通常の牙竜よりも体格が大きく、亜種特融の高い戦闘力を誇る黒竜にとっては通常種の牙竜など相手にもならず、聖水を滲ませた牙を食い込ませて首元を引き千切る。
「アガァッ!!」
「ッ……!?」
首を千切られた牙竜は断末魔の悲鳴を上げる事も出来ずに倒れ込み、そのまま灰と化す。その様子を見ていた他の牙竜は強力な生物の気配を感じ取り、真っ先に黒竜へと向かう。
『ガアアッ!!』
「グガァッ!!」
怪獣映画の如く迫りくる3体の牙竜に対して黒竜は尻尾を振り払い、顔面を引っぱ叩く。戦闘力という点では黒竜の方が勝るが、アンデッドと化した牙竜は痛覚は存在せず、躊躇なく傷を負っても襲いかかって来た。
「ガアアッ!!」
「ガウッ!!」
「アガァッ!!」
「ッ……!?」
黒竜の身体に3体の牙竜の牙が食い込み、流石の黒竜も苦痛の表情を浮かべ、3体がかりで抑え込まれてしまう。

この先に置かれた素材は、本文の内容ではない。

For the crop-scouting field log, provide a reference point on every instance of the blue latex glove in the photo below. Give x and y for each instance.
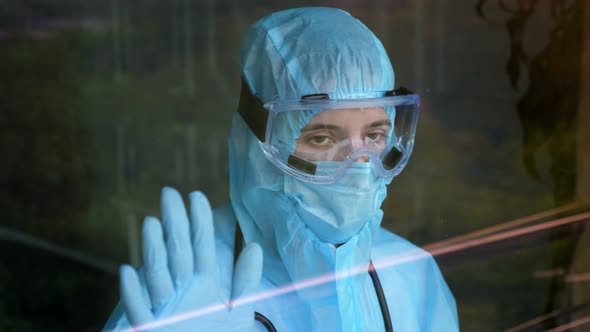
(182, 276)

その様子を城壁の上で見ていたレイナは見ていられず、シロとクロに頼んで黒竜の元まで運んでもらおうとした。
「シロ君、クロミンの所まで連れて行ってくれる」
「ウォンッ!!」
「なっ!?本気かレイナ!?危険過ぎるぞ!!」
「だからって、このまま見捨てられないよ!!」
「やれやれ……仕方ない、私達も行こう」
「仲間は見捨てない、それが銀狼隊の……いや、騎士団の掟」
レイナの言葉にチイは驚くが、ネコミンとリルも賛成してくれ、4人はシロとクロに乗り込むと黒竜の援護のために城壁から飛び降りようとした。